05 - Linux Block Layer
Technical Overview
The Linux block layer is the kernel subsystem that provides a uniform interface between filesystems (and other I/O consumers) and block storage devices. It abstracts the differences between HDDs, SSDs, RAID arrays, loop devices, and network storage behind a common API. The block layer handles request merging, I/O scheduling, request queue management, and the handoff to device drivers.
The block layer underwent a fundamental redesign with the introduction of blk-mq (multi-queue block layer) in Linux 3.13 (2013). The old single-queue block layer, designed for HDD latencies and single-core CPUs, became a bottleneck when NVMe SSDs exposed per-million IOPS capability. blk-mq replaced it with a two-tier queue model optimized for NUMA-aware, multi-core submission.
Prerequisites
- Linux kernel architecture basics
- VFS and filesystem concepts
- PCIe and NVMe basics (see 04-nvme.md)
- Understanding of NUMA topology
Core Content
The Full I/O Path
User Space
|
| read()/write()/pread()/pwrite() syscalls
v
+---------------------------+
| VFS (Virtual Filesystem) | path resolution, file descriptor lookup
| vfs_read() / vfs_write() |
+---------------------------+
|
| file->f_op->read_iter()
v
+---------------------------+
| Page Cache | address_space, struct page
| (check/update cache) | Generic_file_read_iter()

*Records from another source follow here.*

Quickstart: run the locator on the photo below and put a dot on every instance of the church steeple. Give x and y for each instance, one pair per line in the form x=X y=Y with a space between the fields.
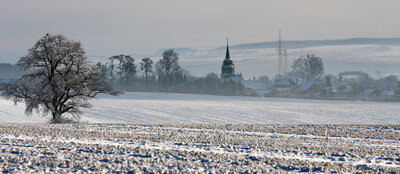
x=228 y=68
x=227 y=56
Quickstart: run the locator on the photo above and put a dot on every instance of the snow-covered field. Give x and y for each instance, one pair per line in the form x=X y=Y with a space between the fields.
x=191 y=108
x=194 y=148
x=240 y=135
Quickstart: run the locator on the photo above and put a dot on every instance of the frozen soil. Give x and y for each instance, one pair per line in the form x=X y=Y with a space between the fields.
x=191 y=148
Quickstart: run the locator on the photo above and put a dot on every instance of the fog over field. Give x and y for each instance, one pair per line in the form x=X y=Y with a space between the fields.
x=191 y=108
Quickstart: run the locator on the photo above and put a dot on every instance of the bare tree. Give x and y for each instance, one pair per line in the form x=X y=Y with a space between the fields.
x=309 y=68
x=147 y=67
x=168 y=64
x=60 y=80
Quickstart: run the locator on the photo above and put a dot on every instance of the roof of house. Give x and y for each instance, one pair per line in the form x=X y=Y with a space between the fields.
x=282 y=83
x=370 y=91
x=257 y=84
x=389 y=92
x=306 y=86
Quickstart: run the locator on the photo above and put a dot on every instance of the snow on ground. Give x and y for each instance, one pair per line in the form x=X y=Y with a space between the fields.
x=193 y=148
x=139 y=107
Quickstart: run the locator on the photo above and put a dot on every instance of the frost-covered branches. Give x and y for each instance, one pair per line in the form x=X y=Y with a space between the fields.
x=59 y=81
x=308 y=68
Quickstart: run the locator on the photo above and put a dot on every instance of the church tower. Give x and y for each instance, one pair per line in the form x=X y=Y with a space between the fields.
x=228 y=68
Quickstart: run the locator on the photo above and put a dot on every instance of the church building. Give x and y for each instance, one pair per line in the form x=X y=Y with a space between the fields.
x=228 y=68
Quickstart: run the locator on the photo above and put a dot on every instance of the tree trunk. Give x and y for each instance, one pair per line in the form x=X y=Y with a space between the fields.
x=56 y=118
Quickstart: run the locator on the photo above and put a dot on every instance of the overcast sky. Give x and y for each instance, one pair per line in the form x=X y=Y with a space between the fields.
x=131 y=26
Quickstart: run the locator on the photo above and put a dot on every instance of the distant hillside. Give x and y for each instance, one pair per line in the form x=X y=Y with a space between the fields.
x=9 y=71
x=178 y=50
x=315 y=43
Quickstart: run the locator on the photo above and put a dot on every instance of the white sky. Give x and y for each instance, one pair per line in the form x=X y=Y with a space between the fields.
x=143 y=26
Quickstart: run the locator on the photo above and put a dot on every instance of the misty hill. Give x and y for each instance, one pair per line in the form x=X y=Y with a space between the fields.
x=316 y=43
x=9 y=71
x=178 y=50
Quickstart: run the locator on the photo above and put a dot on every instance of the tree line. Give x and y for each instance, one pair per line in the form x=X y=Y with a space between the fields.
x=164 y=76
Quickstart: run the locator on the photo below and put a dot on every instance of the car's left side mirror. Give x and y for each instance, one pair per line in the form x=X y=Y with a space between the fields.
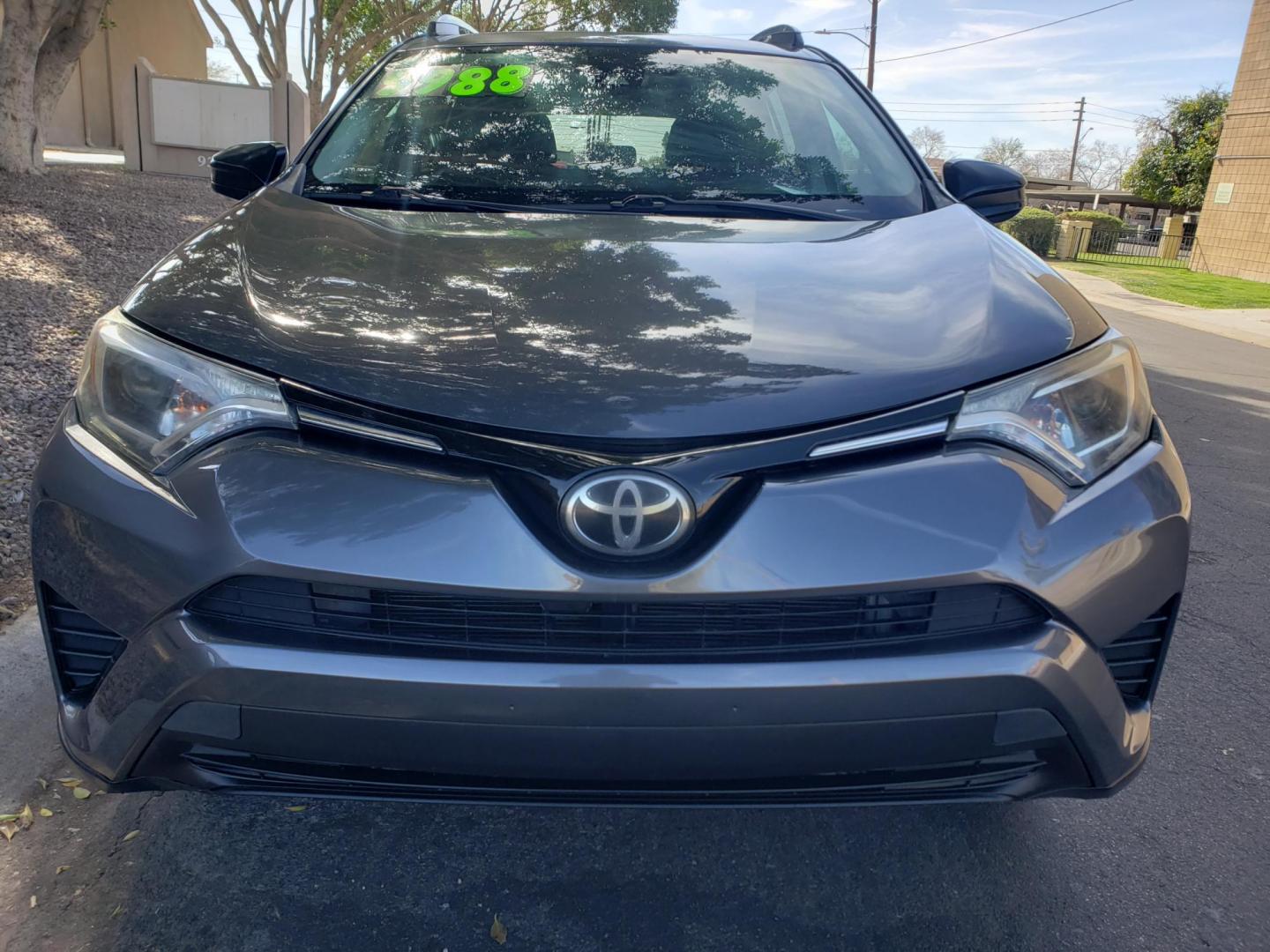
x=993 y=190
x=240 y=170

+---------------------------+
| cache miss: submit_bio()
v
+---------------------------+
| Filesystem | ext4_readpages(), btrfs_submit_bio()
| (block mapping) | Maps logical file offset -> LBA
+---------------------------+
| submit_bio()
v
+---------------------------+
| Block Layer |
| +-----------------------+|
| | bio submission || struct bio (the I/O descriptor)
| | blk_mq_submit_bio() ||
| +-----------------------+|
| | Software queues || per-CPU staging queues (blk-mq)
| | (blk_mq_ctx) ||
| +-----------------------+|
| | I/O Scheduler || mq-deadline, kyber, none
| | (reorder/prioritize) ||
| +-----------------------+|
| | Hardware dispatch || per-hardware-queue (blk_mq_hw_ctx)
| | queues || dispatched to driver
| +-----------------------+|
+---------------------------+
| blk_mq_ops->queue_rq()
v
+---------------------------+
| Device Driver | nvme_queue_rq(), sd_init_command()
| (translate to hw cmds) |
+---------------------------+
| PCIe / SATA / FC / ...
v
+---------------------------+
| Storage Device | NVMe SSD, HDD, RAID controller
+---------------------------+
Key Data Structures
struct bio — the fundamental I/O unit in the block layer:
struct bio {
struct bio *bi_next; // linked list for bio chaining
struct block_device *bi_bdev; // target block device
blk_opf_t bi_opf; // operation flags (READ/WRITE/FLUSH/FUA)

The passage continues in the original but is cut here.